第二十一章:意外受伤
雨下了整夜,冲刷着听雨阁院中的血迹。林天刚把独臂老者的骨灰坛埋进枫树下,就听见墙外传来熟悉的咳嗽声——是卖豆腐的刘婶,三长两短,暗号意味著危机临近。
"狼卫进城了。"刘婶隔着墙缝低语,"今早菜市口贴了海捕文书,画了你们的像。"
苏然猛地攥紧剑柄,伤口又渗出血来。徐庆急忙翻看药箱:"金疮药只剩最后半瓶了。"
阁主忽然在里间敲床板。三人赶去时,老人正用颤抖的手在床板上画地图:"从...从灶房暗道走,通往城外乱葬岗..."
话未说完,窗外突然射进三支火箭!屋顶茅草瞬间燃起,火光照亮院外密麻麻的狼卫弯弓。盲婆抡起拐杖打落箭矢:"带阁主先走!"
林风背起老人冲进灶房。苏然挥剑断后,剑锋砍在铁甲上迸出火星。最险的一刻,徐庆撒出石灰粉,白雾暂时遮住了追兵的视线。
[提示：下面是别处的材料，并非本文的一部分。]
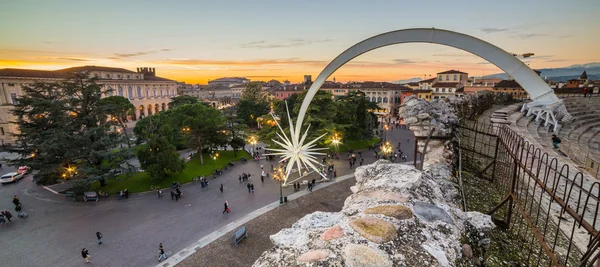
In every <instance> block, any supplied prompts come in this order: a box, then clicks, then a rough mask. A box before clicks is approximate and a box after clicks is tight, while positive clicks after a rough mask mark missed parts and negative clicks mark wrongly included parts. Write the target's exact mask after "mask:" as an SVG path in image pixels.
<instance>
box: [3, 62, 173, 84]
mask: <svg viewBox="0 0 600 267" xmlns="http://www.w3.org/2000/svg"><path fill="white" fill-rule="evenodd" d="M85 71H106V72H121V73H133V74H135V73H137V72H135V71H130V70H128V69H123V68H112V67H103V66H80V67H72V68H66V69H59V70H30V69H10V68H9V69H0V77H19V78H44V79H64V78H67V77H68V75H69V74H71V73H75V72H85ZM144 80H145V81H163V82H169V81H173V80H170V79H166V78H162V77H157V76H153V75H144Z"/></svg>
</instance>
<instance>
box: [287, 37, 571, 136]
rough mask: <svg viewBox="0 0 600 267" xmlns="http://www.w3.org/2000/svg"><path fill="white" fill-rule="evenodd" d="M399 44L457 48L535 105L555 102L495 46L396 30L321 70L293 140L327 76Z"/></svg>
mask: <svg viewBox="0 0 600 267" xmlns="http://www.w3.org/2000/svg"><path fill="white" fill-rule="evenodd" d="M402 43H433V44H439V45H445V46H450V47H454V48H458V49H461V50H464V51H466V52H469V53H472V54H475V55H477V56H479V57H481V58H483V59H485V60H487V61H488V62H490V63H492V64H494V65H495V66H496V67H498V68H500V69H501V70H503V71H504V72H506V73H507V74H509V75H510V76H512V77H513V78H514V79H515V80H516V81H517V82H518V83H519V84H520V85H521V86H522V87H523V88H525V90H526V91H527V93H529V95H531V98H532V99H533V100H534V101H535V102H536V104H537V105H549V104H553V103H556V102H559V99H558V97H557V96H556V95H555V94H554V91H552V89H550V87H549V86H548V85H547V84H546V83H545V82H544V80H542V78H541V77H540V76H539V75H537V73H535V72H534V71H533V70H532V69H531V68H529V67H528V66H527V65H526V64H525V63H523V62H522V61H521V60H519V59H518V58H516V57H515V56H513V55H511V54H510V53H508V52H506V51H504V50H502V49H501V48H499V47H497V46H495V45H492V44H490V43H488V42H485V41H483V40H481V39H478V38H475V37H472V36H469V35H466V34H462V33H458V32H453V31H448V30H440V29H435V28H429V29H427V28H415V29H405V30H397V31H391V32H387V33H383V34H380V35H376V36H373V37H371V38H368V39H366V40H364V41H362V42H359V43H357V44H355V45H353V46H352V47H350V48H348V49H347V50H346V51H344V52H342V53H341V54H340V55H339V56H337V57H336V58H335V59H333V61H331V62H330V63H329V64H328V65H327V66H326V67H325V69H323V71H322V72H321V73H320V74H319V76H317V79H315V82H314V83H313V84H312V85H311V87H310V89H309V90H308V92H307V94H306V97H305V98H304V101H303V102H302V106H301V107H300V112H299V113H298V118H297V120H296V127H295V129H296V130H295V132H294V139H296V140H300V132H301V131H300V129H301V127H302V122H303V121H304V116H305V115H306V110H307V109H308V106H309V105H310V102H311V101H312V99H313V97H314V96H315V94H316V93H317V91H318V90H319V88H321V85H323V83H324V82H325V80H326V79H327V78H328V77H329V76H331V74H333V73H334V72H335V71H336V70H337V69H339V68H340V67H341V66H343V65H344V64H346V63H347V62H348V61H350V60H352V59H353V58H355V57H357V56H360V55H362V54H364V53H366V52H369V51H371V50H374V49H378V48H381V47H385V46H388V45H394V44H402ZM565 112H566V110H565Z"/></svg>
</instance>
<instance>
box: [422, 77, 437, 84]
mask: <svg viewBox="0 0 600 267" xmlns="http://www.w3.org/2000/svg"><path fill="white" fill-rule="evenodd" d="M435 79H437V78H431V79H427V80H422V81H420V82H419V83H430V82H433V81H435Z"/></svg>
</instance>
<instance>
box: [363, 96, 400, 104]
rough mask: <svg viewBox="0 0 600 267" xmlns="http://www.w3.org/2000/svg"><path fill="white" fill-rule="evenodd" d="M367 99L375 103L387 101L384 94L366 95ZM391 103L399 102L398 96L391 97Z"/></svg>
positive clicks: (396, 102)
mask: <svg viewBox="0 0 600 267" xmlns="http://www.w3.org/2000/svg"><path fill="white" fill-rule="evenodd" d="M367 100H369V101H371V102H375V103H387V102H388V101H389V100H388V98H387V97H386V96H384V97H381V96H380V97H374V96H373V97H368V96H367ZM391 102H392V103H400V97H395V98H393V99H391Z"/></svg>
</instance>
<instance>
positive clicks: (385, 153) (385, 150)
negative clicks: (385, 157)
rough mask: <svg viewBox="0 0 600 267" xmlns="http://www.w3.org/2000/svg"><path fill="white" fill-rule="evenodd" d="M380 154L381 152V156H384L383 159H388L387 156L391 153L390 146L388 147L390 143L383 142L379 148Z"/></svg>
mask: <svg viewBox="0 0 600 267" xmlns="http://www.w3.org/2000/svg"><path fill="white" fill-rule="evenodd" d="M381 152H383V155H385V157H386V158H387V157H389V155H390V154H391V153H392V145H390V142H385V143H384V144H383V145H382V146H381Z"/></svg>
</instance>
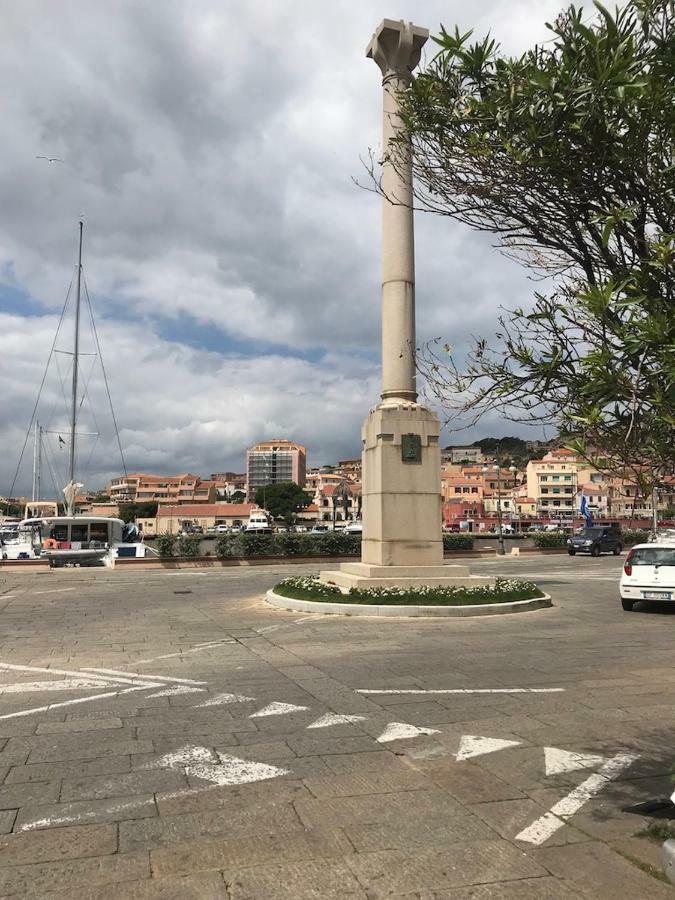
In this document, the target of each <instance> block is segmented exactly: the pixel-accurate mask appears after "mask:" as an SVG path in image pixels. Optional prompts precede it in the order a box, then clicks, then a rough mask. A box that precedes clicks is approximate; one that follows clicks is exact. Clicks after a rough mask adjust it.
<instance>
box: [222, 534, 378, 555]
mask: <svg viewBox="0 0 675 900" xmlns="http://www.w3.org/2000/svg"><path fill="white" fill-rule="evenodd" d="M360 553H361V535H360V534H344V533H343V532H341V531H326V532H324V533H323V534H299V533H295V532H281V533H280V534H247V533H244V534H236V535H222V536H221V537H219V538H218V539H217V540H216V556H218V557H219V558H220V559H226V558H228V557H243V558H248V557H261V556H359V555H360Z"/></svg>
暗道入口被水缸压着。林风刚搬开水缸,就听破空声至——一支透骨箭贯穿他左腿!他踉跄跪地,鲜血瞬间染红裤管。
"走啊!"盲婆反手甩出拐杖,精准砸中远处弓手。她自己却被链镖缠住脖颈,干瘦的身躯重重撞在墙上。
林风咬牙爬进暗道。徐庆拖着苏然紧随其后,最后看了眼火海中的小院——盲婆的白发在烈焰中一闪而逝。
暗道又湿又滑。林风拖着伤腿艰难前行,每步都留下血印。背上的阁主气息越来越弱,忽然轻声道:"放下我...你们走..."
"别说话。"林风喘着粗气,"就快到出口。"
然而出口早已被堵死。乱葬岗的洞口堆着新土,隐约传来狼犬吠叫。三人被困在死穴里,空气渐渐稀薄。
"完了。"苏然颓然坐倒,"周家算准了..."
林风突然摸到怀中断剑。剑柄不知何时多了处凸起,按下时机括轻响,侧壁竟滑开道暗门!冷风夹杂着雨丝涌进来,外面是陡峭的悬崖。
"抱紧!"林风撕下衣襟捆住三人,纵身跃下悬崖。坠落中被树枝不断刮擦,最后重重摔进湍急河水。
再醒来时已在山洞。徐庆正用烧红的匕首烫他腿伤,剧痛让林风瞬间清醒。苏然在洞口望风,声音发颤:"狼犬循着血味来了..."
林风挣扎着站起:"分头走。我去引开他们。"
"你疯了吗!"徐庆按住他,"这伤再动腿就废了!"
洞外突然传来惨叫。三人探头望去,只见几个狼卫倒在血泊中,咽喉插着柳叶镖。峨眉派的柳依依收起雨伞,轻声道:"随我来。"
她带着三人穿行在密林小径,最终停在一处猎户小屋。"只能送到这儿。"女侠递来药瓶,"周家买通了七大门派,江湖已无你们容身之处。"
屋里堆着干粮药材,还有套干净的布衣。林风换药时发觉伤口发黑——箭头上竟淬了腐骨毒。
"必须找大夫。"徐庆掀开布条倒吸冷气,"毒素快到膝盖了。"
深夜林风发起高烧。朦胧中听见苏然与徐庆争执:"我去城里绑个大夫!""送死吗!现在全城戒严..."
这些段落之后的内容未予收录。